Understanding the NFL Franchise Tag: How Teams are Shaping Their Roster Strategies
As the NFL offseason looms, teams across the league prepare to make calculated roster decisions that could alter the trajectory of their franchises. One primary tool in their strategic arsenal is the franchise tag, which has been employed 22 times over the past three seasons, averaging seven applications annually. The 2025 offseason will witness a familiar choreography with teams having a 15-day window from February 18 to March 4 to use this mechanism effectively.
The franchise tag, in its essence, serves as a mechanism for teams aiming to retain their top talents. It comes in two varieties: exclusive and non-exclusive. The non-exclusive variant calculates the tender based on 120% of the player's previous salary or the average of the top five salaries at their position—whichever amount is more significant. While this tag permits players to entertain offers from rival teams, the current team reserves the right to match any proposal.

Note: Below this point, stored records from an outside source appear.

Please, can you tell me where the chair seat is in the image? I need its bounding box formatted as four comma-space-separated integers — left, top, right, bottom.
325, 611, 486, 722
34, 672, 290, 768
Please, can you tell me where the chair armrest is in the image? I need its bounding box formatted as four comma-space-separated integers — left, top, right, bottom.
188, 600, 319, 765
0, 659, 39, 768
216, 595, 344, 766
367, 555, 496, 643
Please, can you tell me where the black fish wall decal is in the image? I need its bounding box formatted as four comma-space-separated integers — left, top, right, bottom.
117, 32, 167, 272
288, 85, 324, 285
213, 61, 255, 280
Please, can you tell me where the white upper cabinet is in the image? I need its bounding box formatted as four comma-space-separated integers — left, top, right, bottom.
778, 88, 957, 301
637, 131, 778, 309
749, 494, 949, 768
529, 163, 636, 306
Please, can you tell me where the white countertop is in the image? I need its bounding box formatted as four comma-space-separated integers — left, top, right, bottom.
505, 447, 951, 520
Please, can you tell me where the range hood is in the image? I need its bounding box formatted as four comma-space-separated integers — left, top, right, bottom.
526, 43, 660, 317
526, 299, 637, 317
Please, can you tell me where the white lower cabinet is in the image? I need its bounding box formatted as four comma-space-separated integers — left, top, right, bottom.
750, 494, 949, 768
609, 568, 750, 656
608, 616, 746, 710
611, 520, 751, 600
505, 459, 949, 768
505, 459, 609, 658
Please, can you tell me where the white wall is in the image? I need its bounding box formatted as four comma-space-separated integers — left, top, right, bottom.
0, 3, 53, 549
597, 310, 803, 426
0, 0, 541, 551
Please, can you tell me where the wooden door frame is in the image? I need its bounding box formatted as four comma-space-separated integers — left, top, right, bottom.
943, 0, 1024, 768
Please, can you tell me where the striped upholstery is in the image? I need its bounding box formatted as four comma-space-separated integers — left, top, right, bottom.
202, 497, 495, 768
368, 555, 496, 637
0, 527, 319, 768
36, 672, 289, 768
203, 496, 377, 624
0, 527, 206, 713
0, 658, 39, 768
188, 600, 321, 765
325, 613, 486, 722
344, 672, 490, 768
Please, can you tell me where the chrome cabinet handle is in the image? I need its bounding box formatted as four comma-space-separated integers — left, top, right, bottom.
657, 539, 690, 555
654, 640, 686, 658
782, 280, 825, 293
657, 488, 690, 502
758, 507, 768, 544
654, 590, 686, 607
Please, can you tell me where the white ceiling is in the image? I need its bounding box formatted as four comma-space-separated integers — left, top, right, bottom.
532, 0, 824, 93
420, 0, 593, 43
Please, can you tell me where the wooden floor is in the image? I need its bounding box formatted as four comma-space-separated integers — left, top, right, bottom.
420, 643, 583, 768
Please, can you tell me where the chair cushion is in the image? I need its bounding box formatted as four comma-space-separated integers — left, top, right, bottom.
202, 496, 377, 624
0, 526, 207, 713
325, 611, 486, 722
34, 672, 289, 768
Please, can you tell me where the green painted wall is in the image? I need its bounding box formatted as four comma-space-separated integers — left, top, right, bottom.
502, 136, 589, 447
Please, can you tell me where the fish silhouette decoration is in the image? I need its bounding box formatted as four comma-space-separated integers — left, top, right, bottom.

Conversely, the exclusive franchise tag restricts the player's ability to negotiate with other teams, offering either the higher of the two calculated values, securing the player for another season.
Further complicating the strategic landscape is the transition tag, using the average of the top ten salaries at the player's position. Though similar in calculation, it distinguishes itself by not providing compensation if an offer from another team isn't matched.
The strategic implications of these tags are profound. Take, for instance, the situation involving Sam Darnold and the Minnesota Vikings. Darnold is currently on a $10 million one-year "bridge" deal, but the Vikings face significant cap implications if he departs. Not utilizing a franchise tag could mean forfeiting a potential 2026 compensatory draft pick. Moreover, "since Darnold would clearly be the top quarterback available on the open market, using a franchise tag to trade him isn't out of the question," a source noted. This highlights how teams weigh immediate roster needs against long-term strategic positioning.
Still, it's not all about retention. Franchise tags can lead to significant financial consequences. Chris Godwin, for example, finds himself in an unaffordable scenario should he be tagged again, emphasizing how costly these tags can become over multiple seasons.
The Cincinnati Bengals also offer insight into how teams might employ these tools. They placed a $21.816 million franchise tag on Tee Higgins, illustrating the financial commitment teams may have to make to preserve core talents.
Between 2021 and 2023, fewer than half of the players tagged managed to secure longer-term deals, reflecting a shift in how these tags are eventually employed. Nonetheless, a source hinted, "The franchise tag operated more like it was originally intended this year." This suggests a re-calibration with teams demonstrating reliance on these tags in their traditional role: as tools to buy time for negotiating longer contracts.
The league's financial sphere further underscores these strategic considerations. With the NFL salary cap projected to be between $265 million and $275 million for 2025, budgeting for key positions becomes imperative. The case of Russell Wilson, now quarterbacking for the Pittsburgh Steelers after a significant tenure with the Denver Broncos, illustrates the kind of player movements possible when salary caps are meticulously managed.
Ultimately, the NFL's intricate web of financial maneuvers, exemplified by the franchise and transition tags, transforms the offseason into a critical period for strategic foresight. For many franchises, these tags are not merely tools for talent retention but leverage points in trade scenarios, financial management, and comprehensive team-building strategies. As 2025 approaches, teams are fine-tuning their approaches, ensuring they maximize every dollar and optimize their competitive edges in a league where every decision counts.